There are an increasing number of Canadians who – by virtue of having no credit rating, a poor credit rating or limited financial literacy skills – are excluded from meaningful engagement with mainstream financial institutions.
Brenda Spotton Visano (left), a professor of economics and a member of the Economics, Social & Political Thought and Sociology Graduate Programs, is working with members of the Black Creek Capacity Building Project on the development of a Microcredit Loan Program – a community finance initiative that aims to improve local economic development by removing barriers to financial credit and enabling a variety of employment opportunities. The program will help to provide loans at reasonable interest rates and skill development to individuals in the community via partnerships with financial institutions and business support networks. The Microcredit Loan Program has recently partnered with ACCESS Capital, a member of the Canadian Community Investment Network Cooperative.

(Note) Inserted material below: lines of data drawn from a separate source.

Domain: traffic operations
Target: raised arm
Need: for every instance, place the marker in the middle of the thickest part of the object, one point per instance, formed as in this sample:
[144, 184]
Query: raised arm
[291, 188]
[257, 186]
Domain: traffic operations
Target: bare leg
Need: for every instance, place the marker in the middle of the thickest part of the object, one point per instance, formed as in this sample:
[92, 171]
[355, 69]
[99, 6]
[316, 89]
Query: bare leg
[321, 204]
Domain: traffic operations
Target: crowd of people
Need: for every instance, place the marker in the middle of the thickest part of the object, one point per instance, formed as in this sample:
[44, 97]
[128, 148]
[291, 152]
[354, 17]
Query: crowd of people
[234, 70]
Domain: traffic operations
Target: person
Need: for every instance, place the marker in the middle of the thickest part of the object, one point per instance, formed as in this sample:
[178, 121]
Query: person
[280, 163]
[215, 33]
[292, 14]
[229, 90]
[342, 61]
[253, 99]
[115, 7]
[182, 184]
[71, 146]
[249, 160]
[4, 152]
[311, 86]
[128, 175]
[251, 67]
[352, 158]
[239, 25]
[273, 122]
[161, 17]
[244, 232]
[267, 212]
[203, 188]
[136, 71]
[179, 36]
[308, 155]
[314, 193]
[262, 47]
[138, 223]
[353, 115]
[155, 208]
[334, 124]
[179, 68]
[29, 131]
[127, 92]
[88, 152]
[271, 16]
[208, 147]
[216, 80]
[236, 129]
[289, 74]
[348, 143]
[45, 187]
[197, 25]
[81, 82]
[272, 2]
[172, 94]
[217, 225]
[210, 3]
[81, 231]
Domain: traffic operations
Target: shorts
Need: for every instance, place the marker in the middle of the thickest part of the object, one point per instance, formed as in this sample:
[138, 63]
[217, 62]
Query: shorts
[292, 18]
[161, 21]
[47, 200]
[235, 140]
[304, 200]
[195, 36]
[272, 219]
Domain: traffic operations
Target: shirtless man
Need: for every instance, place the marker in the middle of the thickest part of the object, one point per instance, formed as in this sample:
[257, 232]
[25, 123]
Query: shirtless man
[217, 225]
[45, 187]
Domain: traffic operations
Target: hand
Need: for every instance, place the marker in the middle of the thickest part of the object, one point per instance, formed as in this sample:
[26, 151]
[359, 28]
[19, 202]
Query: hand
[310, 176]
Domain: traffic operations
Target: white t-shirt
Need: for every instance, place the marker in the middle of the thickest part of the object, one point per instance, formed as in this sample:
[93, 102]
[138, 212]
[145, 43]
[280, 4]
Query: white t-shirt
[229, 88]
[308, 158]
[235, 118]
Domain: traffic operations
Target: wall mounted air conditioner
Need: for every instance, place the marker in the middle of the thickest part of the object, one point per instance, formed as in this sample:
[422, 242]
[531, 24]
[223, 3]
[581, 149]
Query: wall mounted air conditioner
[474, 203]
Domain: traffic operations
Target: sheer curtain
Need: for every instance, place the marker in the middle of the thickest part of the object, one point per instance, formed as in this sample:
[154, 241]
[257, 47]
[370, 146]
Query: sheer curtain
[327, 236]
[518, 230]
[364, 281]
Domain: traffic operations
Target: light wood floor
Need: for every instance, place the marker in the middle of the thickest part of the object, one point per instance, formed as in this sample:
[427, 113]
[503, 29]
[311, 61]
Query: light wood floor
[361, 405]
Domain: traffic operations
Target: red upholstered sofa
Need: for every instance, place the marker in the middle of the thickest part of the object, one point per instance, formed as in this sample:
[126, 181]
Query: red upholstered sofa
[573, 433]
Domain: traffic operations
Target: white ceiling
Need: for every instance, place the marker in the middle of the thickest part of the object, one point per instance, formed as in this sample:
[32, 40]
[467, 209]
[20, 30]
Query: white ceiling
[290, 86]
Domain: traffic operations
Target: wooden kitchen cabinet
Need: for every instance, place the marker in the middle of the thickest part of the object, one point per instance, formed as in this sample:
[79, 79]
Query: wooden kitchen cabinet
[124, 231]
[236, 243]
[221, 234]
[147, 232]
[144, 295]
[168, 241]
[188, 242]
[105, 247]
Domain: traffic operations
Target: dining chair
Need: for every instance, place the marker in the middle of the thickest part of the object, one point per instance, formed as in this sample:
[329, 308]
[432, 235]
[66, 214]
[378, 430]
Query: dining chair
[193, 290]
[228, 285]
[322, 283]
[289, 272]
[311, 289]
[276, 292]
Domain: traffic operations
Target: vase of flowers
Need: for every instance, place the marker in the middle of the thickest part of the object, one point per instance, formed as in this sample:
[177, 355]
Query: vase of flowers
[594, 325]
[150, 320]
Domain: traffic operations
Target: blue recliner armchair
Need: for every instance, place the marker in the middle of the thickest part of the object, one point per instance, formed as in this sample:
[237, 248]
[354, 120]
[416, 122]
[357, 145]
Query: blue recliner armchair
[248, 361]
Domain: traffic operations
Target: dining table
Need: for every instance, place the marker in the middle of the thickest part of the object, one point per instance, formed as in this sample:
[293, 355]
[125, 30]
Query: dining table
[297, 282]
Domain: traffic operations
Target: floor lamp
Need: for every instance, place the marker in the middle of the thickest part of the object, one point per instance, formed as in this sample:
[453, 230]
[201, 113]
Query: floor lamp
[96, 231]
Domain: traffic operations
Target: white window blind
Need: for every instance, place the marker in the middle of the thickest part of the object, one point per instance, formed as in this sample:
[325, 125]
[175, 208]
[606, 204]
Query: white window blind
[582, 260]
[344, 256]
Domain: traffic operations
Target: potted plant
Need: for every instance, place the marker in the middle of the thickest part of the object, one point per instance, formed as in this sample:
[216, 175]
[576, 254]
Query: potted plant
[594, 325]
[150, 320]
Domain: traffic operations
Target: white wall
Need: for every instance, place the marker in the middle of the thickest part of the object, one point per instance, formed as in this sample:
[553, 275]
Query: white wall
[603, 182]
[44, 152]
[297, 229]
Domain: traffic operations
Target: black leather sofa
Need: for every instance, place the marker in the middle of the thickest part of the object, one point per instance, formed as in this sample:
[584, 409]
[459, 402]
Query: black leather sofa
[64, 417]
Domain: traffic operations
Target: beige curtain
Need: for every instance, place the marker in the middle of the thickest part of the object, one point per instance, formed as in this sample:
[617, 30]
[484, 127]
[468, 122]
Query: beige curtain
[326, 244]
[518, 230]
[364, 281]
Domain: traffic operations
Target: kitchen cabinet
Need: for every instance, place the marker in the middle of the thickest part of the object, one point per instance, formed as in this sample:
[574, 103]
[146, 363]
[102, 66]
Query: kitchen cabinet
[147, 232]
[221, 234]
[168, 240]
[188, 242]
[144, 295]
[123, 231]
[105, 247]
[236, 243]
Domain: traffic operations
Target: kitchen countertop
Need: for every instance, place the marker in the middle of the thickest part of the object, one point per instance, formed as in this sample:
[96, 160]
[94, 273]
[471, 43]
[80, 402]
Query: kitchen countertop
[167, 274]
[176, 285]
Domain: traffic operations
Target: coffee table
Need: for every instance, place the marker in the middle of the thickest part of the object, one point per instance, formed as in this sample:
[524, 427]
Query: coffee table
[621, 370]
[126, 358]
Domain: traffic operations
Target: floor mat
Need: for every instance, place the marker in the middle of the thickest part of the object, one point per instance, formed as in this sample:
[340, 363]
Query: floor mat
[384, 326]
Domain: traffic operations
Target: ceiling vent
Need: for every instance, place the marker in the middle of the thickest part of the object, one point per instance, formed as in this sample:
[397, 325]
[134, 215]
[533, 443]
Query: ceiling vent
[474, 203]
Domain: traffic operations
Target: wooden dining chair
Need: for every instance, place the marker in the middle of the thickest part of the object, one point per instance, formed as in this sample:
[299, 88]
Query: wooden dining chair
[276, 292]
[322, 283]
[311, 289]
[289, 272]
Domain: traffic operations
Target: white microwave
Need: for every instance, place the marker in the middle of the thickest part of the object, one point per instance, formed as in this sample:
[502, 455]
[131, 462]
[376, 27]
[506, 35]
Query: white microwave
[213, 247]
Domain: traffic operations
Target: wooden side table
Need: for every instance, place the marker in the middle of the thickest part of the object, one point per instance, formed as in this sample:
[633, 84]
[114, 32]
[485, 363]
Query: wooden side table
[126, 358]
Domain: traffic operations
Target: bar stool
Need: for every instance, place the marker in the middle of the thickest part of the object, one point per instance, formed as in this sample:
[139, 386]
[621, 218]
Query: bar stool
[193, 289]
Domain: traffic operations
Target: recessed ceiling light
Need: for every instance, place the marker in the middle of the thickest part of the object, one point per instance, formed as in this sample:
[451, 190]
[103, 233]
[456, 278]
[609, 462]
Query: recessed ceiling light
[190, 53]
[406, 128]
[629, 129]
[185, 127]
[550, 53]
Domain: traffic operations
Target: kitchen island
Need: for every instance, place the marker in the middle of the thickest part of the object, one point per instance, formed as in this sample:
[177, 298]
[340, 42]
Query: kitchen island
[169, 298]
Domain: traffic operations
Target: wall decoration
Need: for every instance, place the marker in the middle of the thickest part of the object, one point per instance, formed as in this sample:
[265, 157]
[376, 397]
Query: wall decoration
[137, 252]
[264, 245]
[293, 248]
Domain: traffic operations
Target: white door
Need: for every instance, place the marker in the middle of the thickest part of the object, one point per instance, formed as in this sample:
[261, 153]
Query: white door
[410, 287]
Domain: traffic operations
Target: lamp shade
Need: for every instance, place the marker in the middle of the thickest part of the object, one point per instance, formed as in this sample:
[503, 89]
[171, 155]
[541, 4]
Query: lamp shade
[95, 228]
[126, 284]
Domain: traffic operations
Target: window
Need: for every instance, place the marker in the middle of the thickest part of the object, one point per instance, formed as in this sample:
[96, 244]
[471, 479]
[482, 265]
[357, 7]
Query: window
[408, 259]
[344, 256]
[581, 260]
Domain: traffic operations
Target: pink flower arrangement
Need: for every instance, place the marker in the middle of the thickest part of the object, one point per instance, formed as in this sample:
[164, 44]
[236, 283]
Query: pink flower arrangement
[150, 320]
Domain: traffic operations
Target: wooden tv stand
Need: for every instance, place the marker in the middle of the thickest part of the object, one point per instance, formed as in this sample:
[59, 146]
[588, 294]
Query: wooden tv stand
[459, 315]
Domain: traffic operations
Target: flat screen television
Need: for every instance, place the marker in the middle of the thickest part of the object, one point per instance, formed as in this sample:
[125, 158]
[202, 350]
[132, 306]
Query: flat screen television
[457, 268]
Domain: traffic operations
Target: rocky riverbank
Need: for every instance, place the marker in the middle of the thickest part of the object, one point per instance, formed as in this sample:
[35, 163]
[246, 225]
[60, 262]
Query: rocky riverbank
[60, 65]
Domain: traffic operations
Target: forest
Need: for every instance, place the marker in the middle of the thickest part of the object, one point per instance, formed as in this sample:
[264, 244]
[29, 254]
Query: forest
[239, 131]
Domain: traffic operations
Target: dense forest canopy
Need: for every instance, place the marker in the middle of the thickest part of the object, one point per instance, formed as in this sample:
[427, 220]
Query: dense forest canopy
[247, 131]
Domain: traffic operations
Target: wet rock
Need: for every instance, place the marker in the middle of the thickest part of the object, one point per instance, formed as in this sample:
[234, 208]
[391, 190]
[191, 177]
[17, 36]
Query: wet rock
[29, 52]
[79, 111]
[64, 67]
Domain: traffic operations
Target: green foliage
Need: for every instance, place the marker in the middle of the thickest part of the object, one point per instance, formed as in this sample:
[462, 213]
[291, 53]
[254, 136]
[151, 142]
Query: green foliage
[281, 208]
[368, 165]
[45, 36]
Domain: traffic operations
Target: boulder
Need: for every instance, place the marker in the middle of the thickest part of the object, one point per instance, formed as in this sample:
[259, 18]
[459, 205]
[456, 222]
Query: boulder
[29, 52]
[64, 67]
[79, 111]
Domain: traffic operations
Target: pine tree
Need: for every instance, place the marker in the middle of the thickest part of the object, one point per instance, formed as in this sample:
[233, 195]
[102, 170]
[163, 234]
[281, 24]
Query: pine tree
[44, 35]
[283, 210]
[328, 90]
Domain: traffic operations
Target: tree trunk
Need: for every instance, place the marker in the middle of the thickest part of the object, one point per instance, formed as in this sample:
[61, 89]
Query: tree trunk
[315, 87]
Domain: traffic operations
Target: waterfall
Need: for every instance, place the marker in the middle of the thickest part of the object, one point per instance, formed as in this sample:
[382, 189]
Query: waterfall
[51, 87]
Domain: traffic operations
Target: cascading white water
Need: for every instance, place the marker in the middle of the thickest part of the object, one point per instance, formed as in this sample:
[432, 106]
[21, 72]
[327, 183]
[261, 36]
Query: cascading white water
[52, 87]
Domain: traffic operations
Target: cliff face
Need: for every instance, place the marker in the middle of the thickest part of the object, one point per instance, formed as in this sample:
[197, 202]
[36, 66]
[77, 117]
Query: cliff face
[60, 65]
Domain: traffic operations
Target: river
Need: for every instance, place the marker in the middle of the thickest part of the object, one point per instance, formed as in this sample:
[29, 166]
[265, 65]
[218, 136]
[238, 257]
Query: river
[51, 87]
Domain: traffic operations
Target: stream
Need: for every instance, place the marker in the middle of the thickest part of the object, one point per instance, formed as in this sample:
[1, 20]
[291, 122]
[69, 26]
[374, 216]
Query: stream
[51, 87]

It is part of a larger research project Spotton Visano is working on that examines financial programs and capacity-building in low income, inner-city communities in Canada.
“The Microcredit Loan Program recognizes that exclusion from financial services poses challenges to economic advancement and it seeks to provide access to credit and support services for residents in the Black Creek community,” said Spotton Visano. “Additionally, it will provide assistance in developing business plans, bookkeeping and money management, computer skills and other skills necessary to employment as an entrepreneur or independent skills tradesperson. All of this is in an effort to create sustainable employment and to maximize the untapped skills and talents of those living in the community.”
Recent trends suggest a growing marginalized and precariously employed unskilled labour force, especially among women, while at the same time an unmet demand for skilled trades and growing opportunities for micro-entrepreneurs. Spotton Visano’s research project seeks ways in which to structure microcredit programs to be an effective avenue by which to transition low income, marginalized communities into the Canadian workforce and financial mainstream.
Many programs operating in urban communities in North America have had very limited success due to their inability to become sustainable or financially viable in the long run. Spotton Visano and fellow researcher Kelly Thomson, a professor in the School of Administrative Studies in York’s Atkinson Faculty of Liberal & Professional Studies, believe that this project provides a valuable opportunity to examine closely the full range of costs and social as well as economic benefits a program like this can provide. It is also a chance to investigate the accessibility of these programs, determining what actual and perceived barriers to such opportunities exist.
Right: Kelly Thomson
“We hope to develop and identify best practices for creating a continuum of integrated services that can support the transition of unskilled, low wage workers into the skilled Canadian labour market as independent contractors, sole proprietors or partners of micro-enterprises,” commented Spotton Visano. “Ideally, at the same time, we will create a model on which other Ontario inner-city communities can build and strengthen their own economic programming and development.”
Spotton Visano teamed up with the Atkinson Faculty’s KNOWLEX Exchange Project – which supports collaboration between the University community and communities outside of York – to develop a variety of communication materials designed to inform the public of the initiative. She’s been working closely with Professor Debra Langan, project coordinator, and KNOWLEX students Akilah Haneef and Neil Britto. They presented their preliminary findings and experiences on the project at the Atkinson Faculty of Liberal & Professional Studies’ Engaging Research & Teaching Celebration on April 14 (see YFile, April 14).
As Langan noted, “The Microcredit Loan Program is an ideal way for students to learn about the dimensions of scholarly research, the needs of the community and how to translate research so that it is accessible to a wide range of audiences. It is also a great way to facilitate the exchange of knowledge between academics like Spotton Visano and communities external to York.”
Spotton Visano teaches in Atkinson’s Department of Economics and School of Public Policy and Administration. She has published extensively on topics related to macrofinance and financial crises. Her latest book, Financial Crises: Socio-economic causes and institutional context (Routledge, 2006), explores the major patterns of change in the evolution of financial crises and analyzes the paradoxical position that crises are at once similar to and different from each other.